Hey there, time traveller!
This article was published 19/4/2013 (1190 days ago), so information in it may no longer be current.
Flooding is turning out to be the provincial government's millstone, costing more than $1 billion last year alone. Future flood-protection investments are predicted to require an additional $1 billion.
Having to deal with natural disasters throws a wrench into the works because they cannot be ignored. So it is not surprising that a series of floods forced this government to look for a way to increase revenues.
The 2013 budget brings in a new Manitoba Building and Renewal Plan to raise revenue dedicated to infrastructure, including flood protection. As of July 1, the provincial sales tax will increase to eight per cent. This spending will be welcome by all sectors of society but, necessary as it is, we need to keep in mind sales taxes are more regressive than income taxes, which this government continues to decrease.
In the 13 years since the NDP government took power, more than $1 billion in personal and corporate taxes have been cut from the provincial budget. This year, the tradition continues.

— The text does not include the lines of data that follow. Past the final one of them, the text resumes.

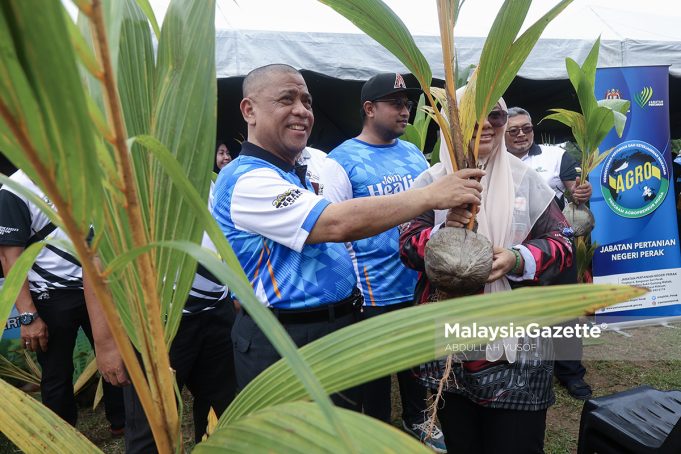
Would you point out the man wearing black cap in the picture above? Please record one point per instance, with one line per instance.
(287, 238)
(378, 163)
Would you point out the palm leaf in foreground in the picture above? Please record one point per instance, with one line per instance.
(34, 428)
(301, 428)
(392, 342)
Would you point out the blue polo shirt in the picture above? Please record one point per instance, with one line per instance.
(357, 169)
(266, 211)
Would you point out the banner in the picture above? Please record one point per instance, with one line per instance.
(634, 202)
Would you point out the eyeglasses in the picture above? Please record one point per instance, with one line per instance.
(515, 131)
(497, 118)
(397, 103)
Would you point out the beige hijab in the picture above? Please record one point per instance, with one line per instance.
(514, 196)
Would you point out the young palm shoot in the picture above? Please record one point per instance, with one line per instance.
(589, 129)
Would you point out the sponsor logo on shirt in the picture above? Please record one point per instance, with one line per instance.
(391, 184)
(4, 230)
(287, 198)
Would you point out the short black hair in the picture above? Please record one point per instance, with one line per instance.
(515, 111)
(254, 79)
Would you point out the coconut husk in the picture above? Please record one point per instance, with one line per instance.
(458, 261)
(580, 218)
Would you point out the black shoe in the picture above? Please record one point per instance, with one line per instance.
(579, 389)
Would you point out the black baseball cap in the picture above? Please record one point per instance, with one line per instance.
(385, 84)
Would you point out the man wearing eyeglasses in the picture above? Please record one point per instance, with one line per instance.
(377, 163)
(558, 168)
(560, 171)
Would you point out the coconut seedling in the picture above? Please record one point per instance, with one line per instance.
(589, 129)
(502, 56)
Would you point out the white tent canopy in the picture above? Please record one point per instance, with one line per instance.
(309, 35)
(357, 56)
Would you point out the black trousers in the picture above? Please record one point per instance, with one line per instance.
(253, 352)
(202, 357)
(64, 312)
(568, 365)
(375, 398)
(472, 429)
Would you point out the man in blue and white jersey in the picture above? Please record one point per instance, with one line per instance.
(288, 239)
(374, 164)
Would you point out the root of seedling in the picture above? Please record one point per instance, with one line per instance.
(435, 400)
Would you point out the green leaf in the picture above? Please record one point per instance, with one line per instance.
(377, 20)
(619, 107)
(413, 135)
(402, 339)
(234, 275)
(501, 56)
(574, 120)
(590, 63)
(16, 279)
(301, 428)
(33, 428)
(149, 12)
(184, 120)
(41, 99)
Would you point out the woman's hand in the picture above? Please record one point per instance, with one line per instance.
(582, 192)
(503, 262)
(458, 217)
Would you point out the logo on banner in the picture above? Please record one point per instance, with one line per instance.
(643, 97)
(613, 93)
(634, 179)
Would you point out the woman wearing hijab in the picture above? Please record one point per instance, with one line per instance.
(497, 403)
(222, 156)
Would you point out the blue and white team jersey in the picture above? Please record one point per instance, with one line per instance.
(358, 169)
(266, 213)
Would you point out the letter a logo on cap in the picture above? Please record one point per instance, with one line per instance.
(399, 81)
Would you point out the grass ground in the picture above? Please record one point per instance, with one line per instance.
(651, 355)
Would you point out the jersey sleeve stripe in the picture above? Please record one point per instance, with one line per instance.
(314, 214)
(271, 271)
(371, 293)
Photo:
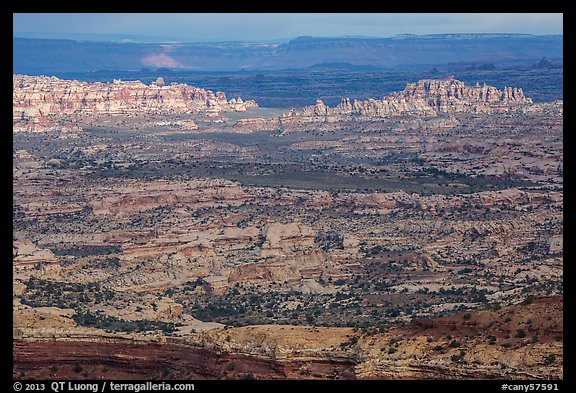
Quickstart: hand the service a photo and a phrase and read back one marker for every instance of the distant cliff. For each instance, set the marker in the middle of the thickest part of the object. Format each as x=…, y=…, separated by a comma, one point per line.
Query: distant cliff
x=42, y=103
x=49, y=56
x=428, y=97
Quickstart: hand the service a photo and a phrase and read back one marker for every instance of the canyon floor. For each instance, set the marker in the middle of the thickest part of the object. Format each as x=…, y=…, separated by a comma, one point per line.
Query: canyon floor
x=264, y=244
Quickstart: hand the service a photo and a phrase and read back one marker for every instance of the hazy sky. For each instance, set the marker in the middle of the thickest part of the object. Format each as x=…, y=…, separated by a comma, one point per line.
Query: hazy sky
x=271, y=27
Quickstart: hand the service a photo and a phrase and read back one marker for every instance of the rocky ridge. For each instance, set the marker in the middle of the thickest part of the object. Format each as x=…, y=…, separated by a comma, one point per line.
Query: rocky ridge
x=43, y=103
x=484, y=345
x=427, y=97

There is another deduction in the basic personal income tax exemption that removes $20 million from revenues. Low, middle and upper income-earners alike will benefit from this deduction. Although the relief to low-income Manitobans is welcome, higher-income Manitobans should not be included. The constant bleeding of revenues is preventing government from dealing with other insidious but less spectacular problems than flooding.
Poverty and inequality impact society broadly, not just those who struggle with low incomes. This is the second budget cycle in which many community organizations and coalitions have been calling for an increase in the shelter allowance (to at least 75 per cent of median-market rent) so the many welfare recipients who have to rent in the private market can afford decent places to live.
Last year, the Canadian Centre for Policy Alternatives estimated $20 million per year, or 0.18 per cent of the total budget, would make a significant difference in shelter allowances.
Using 2012 figures, the average rent for a one-bedroom apartment in Winnipeg was $704; a two-bedroom, $911; and a three-bedroom, $1,027.
Rental allowances do not come close to matching these rents: For a two-person family it is $387; for a three- to four-person it is $430 to $471 and a four-to six-person family, $471 to $513.
In spite of the collective call for a meaningful increase in shelter allowance, this budget has increased rental allowances by only $20 a month.
The seniors education property-tax credit will effectively remove another $6 million from revenues. This year's credit only applies to those with incomes below $40,000. But there is a commitment to phase this credit in to include all seniors, which will cost an estimated $50 million by 2015.
In light of the challenges facing the education sector, extending the tax credit beyond low-income seniors is not sound policy, especially given this is a demographic group set to grow so much in the coming years.
Although transfers to post-secondary institutions have increased by 2.5 per cent, this is less than the five per cent per year that was supposed to be allocated over three years (this being the third). Had revenues not been reduced so much over the past 13 years, the province could have kept on track with its three-year plan. This reduction no doubt will cause universities to further increase fees students pay above tuition.
There are a few positive measures in the 2013 budget that will help deal with inequality. There is a "new three-year commitment for 500 new social-housing units and 500 affordable-housing units over three years" and a tax credit for development of private rental housing. The eight per cent tax credit will apply to new rental developments with at least 10 per cent of the units with rents at or less than affordable rental rates. Improvements to rent regulations appear to offer some relief to tenants in units that are renovated. There is to be new spending in early-childhood development and parenting support.
The minimum wage will increase to $10.45 an hour. The NDP government has done much to increase the minimum wage, with increases steadily more than inflation. Nonetheless, a minimum wage is not a living wage.
Unfortunately, this government is much more swayed by the anti-tax, small-government, anti-deficit crowd than it is by its own successes. Whether through the attacks of business and their lobbyists or the anti-public-sector tirades of the media, this government gives far too much credence to spin and rhetoric instead of boldly using its power to help the disadvantaged.
The tide is turning on tax reductions; both the B.C. Liberals and NDP are promising to increase taxes. There is a growing public understanding that governments are running deficits because they are not collecting enough revenue, not because they're spending too much.
Lynne Fernandez is the Errol Black chair in labour issues at the Canadian Centre for Policy Alternatives, Manitoba.